My choices in the past four delightful months have beared in mind both Peru's queer bureaucracy and built-in Murphy's Law. The Peru national newspaper this year reports that 80% of government people at all levels are corrupt. It's higher in Iquitos according to the ex-pats. However, the good news is that corruption as in Peru may be viewed positively as a direct salary, the main one, for millions of honest workers. Like waitresses performing services for tips, the government, police, judicial, and bureaucratic workers are paid in advance or immediately after per job by the person they serve according to a formula based on the task import, official's power, beggar's wallet, and multiply by three for the gringo factor. My technique was to have a trusted Peruvian fork over four $15 propinas, or tips, during lunch hours when they couldn't be construed as a bribes, and ask to take the official's lovely family out for drinks and supper. Oddly, i was never invited, and no doubt my pal took a 20% fee.

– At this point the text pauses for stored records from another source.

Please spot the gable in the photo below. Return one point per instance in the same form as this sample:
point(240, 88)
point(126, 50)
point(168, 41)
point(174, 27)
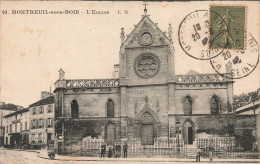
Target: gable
point(146, 26)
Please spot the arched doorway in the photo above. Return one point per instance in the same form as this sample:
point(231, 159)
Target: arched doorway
point(110, 134)
point(188, 132)
point(147, 129)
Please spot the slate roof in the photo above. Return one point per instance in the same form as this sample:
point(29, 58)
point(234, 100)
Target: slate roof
point(192, 72)
point(17, 112)
point(9, 107)
point(48, 100)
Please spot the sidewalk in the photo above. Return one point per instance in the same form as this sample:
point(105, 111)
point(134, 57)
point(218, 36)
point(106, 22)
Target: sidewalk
point(150, 159)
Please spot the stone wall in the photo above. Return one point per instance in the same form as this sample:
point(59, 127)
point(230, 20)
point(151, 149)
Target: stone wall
point(200, 95)
point(157, 101)
point(76, 130)
point(92, 102)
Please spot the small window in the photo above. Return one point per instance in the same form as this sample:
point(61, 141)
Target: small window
point(49, 109)
point(41, 110)
point(11, 128)
point(40, 123)
point(21, 126)
point(33, 138)
point(49, 122)
point(40, 137)
point(34, 111)
point(187, 105)
point(25, 125)
point(110, 108)
point(33, 124)
point(215, 104)
point(74, 109)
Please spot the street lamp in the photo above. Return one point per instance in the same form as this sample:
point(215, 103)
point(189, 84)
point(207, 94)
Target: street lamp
point(178, 139)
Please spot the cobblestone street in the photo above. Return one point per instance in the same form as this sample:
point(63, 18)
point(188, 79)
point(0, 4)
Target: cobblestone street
point(24, 157)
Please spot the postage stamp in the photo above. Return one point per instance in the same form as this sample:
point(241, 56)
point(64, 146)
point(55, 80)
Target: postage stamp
point(194, 35)
point(235, 24)
point(242, 62)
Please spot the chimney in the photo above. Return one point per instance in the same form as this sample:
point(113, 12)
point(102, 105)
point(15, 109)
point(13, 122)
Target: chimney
point(122, 36)
point(61, 74)
point(229, 70)
point(45, 94)
point(116, 71)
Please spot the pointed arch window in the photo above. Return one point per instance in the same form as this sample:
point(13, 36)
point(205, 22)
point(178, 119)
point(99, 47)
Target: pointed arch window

Shakespeare said, 'There is gold for you. Sell me your good report.' Where bribery is a way of life in Peru from the simplest street chore to the highest government decision, it's also a form of democracy. And now you know how Peru functions. The object of the smallest process is to procrastinate indefinitely to collect more tips. The stall is regulated by the stack shufflers, coveted positions in the government, judicial, police, and corporate bureaucracies, who access the queue of papers. This is how he works. Shuffler X is assigned to watch like a hawk a pile of applications for court dates for murder trials. A guilty defendant pays him to continually place his application on the bottom of the stack so he isn't brought to trial and executed. Meanwhile, an innocent defendant with no money rots in jail for years. Sometimes one application gets moved up and down a pile in one day by paying competitors. At this instant, millions of procedures are in shuffle, everyone cooperates, and if not the grit in the machinery is removed. The only solution I can think of is a presidential decree, or education from day one at nursery school.

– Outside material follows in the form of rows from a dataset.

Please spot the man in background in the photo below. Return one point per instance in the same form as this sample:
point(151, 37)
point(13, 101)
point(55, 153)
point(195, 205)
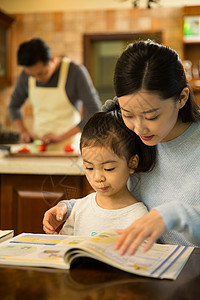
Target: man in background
point(61, 92)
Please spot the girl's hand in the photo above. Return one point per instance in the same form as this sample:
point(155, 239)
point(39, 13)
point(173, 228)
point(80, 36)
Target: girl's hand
point(151, 227)
point(54, 217)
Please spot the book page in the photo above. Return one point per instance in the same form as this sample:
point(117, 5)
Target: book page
point(161, 261)
point(40, 250)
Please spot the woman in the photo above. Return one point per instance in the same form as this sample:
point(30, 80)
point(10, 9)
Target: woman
point(157, 104)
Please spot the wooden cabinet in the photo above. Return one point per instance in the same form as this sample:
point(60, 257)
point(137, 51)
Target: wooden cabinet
point(25, 198)
point(5, 48)
point(191, 45)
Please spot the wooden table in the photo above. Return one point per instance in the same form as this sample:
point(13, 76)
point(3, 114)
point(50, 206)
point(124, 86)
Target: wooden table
point(95, 281)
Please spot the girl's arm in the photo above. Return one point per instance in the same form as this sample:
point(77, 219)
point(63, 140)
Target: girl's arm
point(57, 215)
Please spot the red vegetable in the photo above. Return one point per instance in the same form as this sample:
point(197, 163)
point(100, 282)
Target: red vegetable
point(69, 148)
point(41, 147)
point(24, 150)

The second freak of Peru across the red mud and green jungle is a built-in Murphy's law. I'm not emphasizing the negative, sidestepping the beautiful, nor saying that a misstep each second doesn't keep one on his toes. Murphy may have been miscarried here which begs the question, Why? The theories are an enlarged lower jungle brain stem, aluminum toxicity in the food staple yucca, or as likely because the result of everything First World correct would drive these time-ridden natives in the steamy climate stark mad. The only other place I've found the equal calculated error is as a voyeur of the American jail and prison system.

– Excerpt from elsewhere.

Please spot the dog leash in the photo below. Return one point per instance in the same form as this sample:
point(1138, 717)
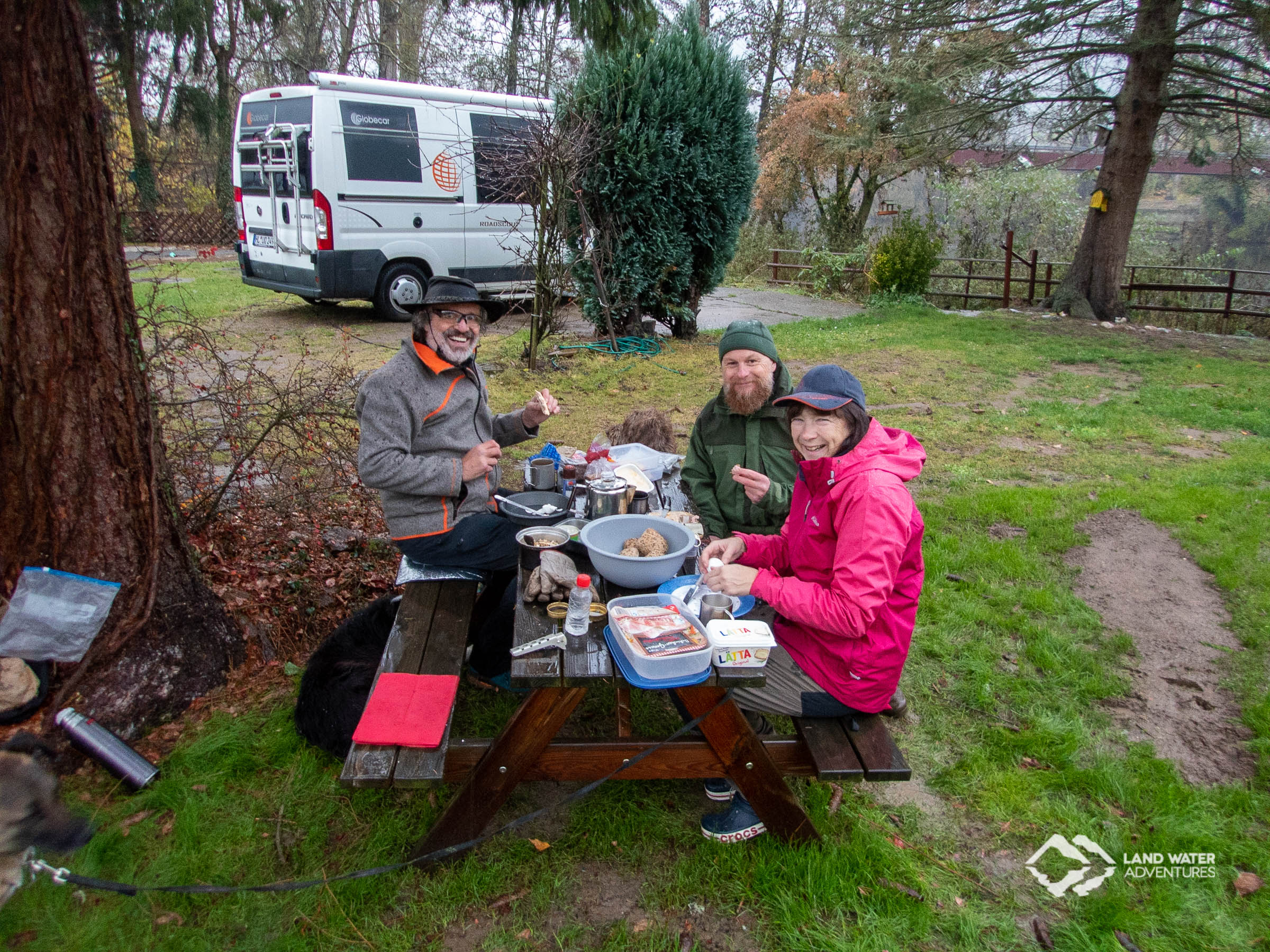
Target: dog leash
point(61, 876)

Five working American ex-pats (excluding retirees) earn $20-40k yearly from Ayahuasca tourism, stump export, butterfly farm, hotel and restaurant businesses. They fought bribery tooth and nail early on but I don't know one who hasn't succumbed to the paper shufflers to pay through the nose. They battle Murphy's Law by anticipating blunders while reveling in achievement, or as I do by weaving tight probabilities so that when the percentages collapsed and I lost a house and resident visa the knee-jerk was a cool advance. The Iquitos ex-pat profile is a male with a stellar sports and entrepreneurial past who takes a Peruvian wife- contrary to the U.S. embassy reports that most overseas ex-patriots are IRS fugitives, drug smugglers, and girl chasers. The Iquitos bunch calls themselves 'real Americans' who like the original pioneers settled on the fringe.

Each morning I stroll the boardwalk to the Yellow Rose of Texas to gawk at the freshly arriving tourists and speculate with the veterans on the 1-in-50 who'll settle here, and the 1-in-10 who'll stick. I practice informal tropical medicine around the table as a recovered host (potential vector) of 35% of the diseases in the Merck Manual, excluding the psychiatric section. I also carry an inch of business cards from eight local shamans to pass without commission to tourists as icebreakers to hear their wonderful stories. Finally, an ex-pat starting a weekly paper has given me a column 'The Amazon Hobo', and I'm submitting this report for the inaugural issue, with the streamer...

Become a colonial king in a peaceful, lawless land in one day for $75!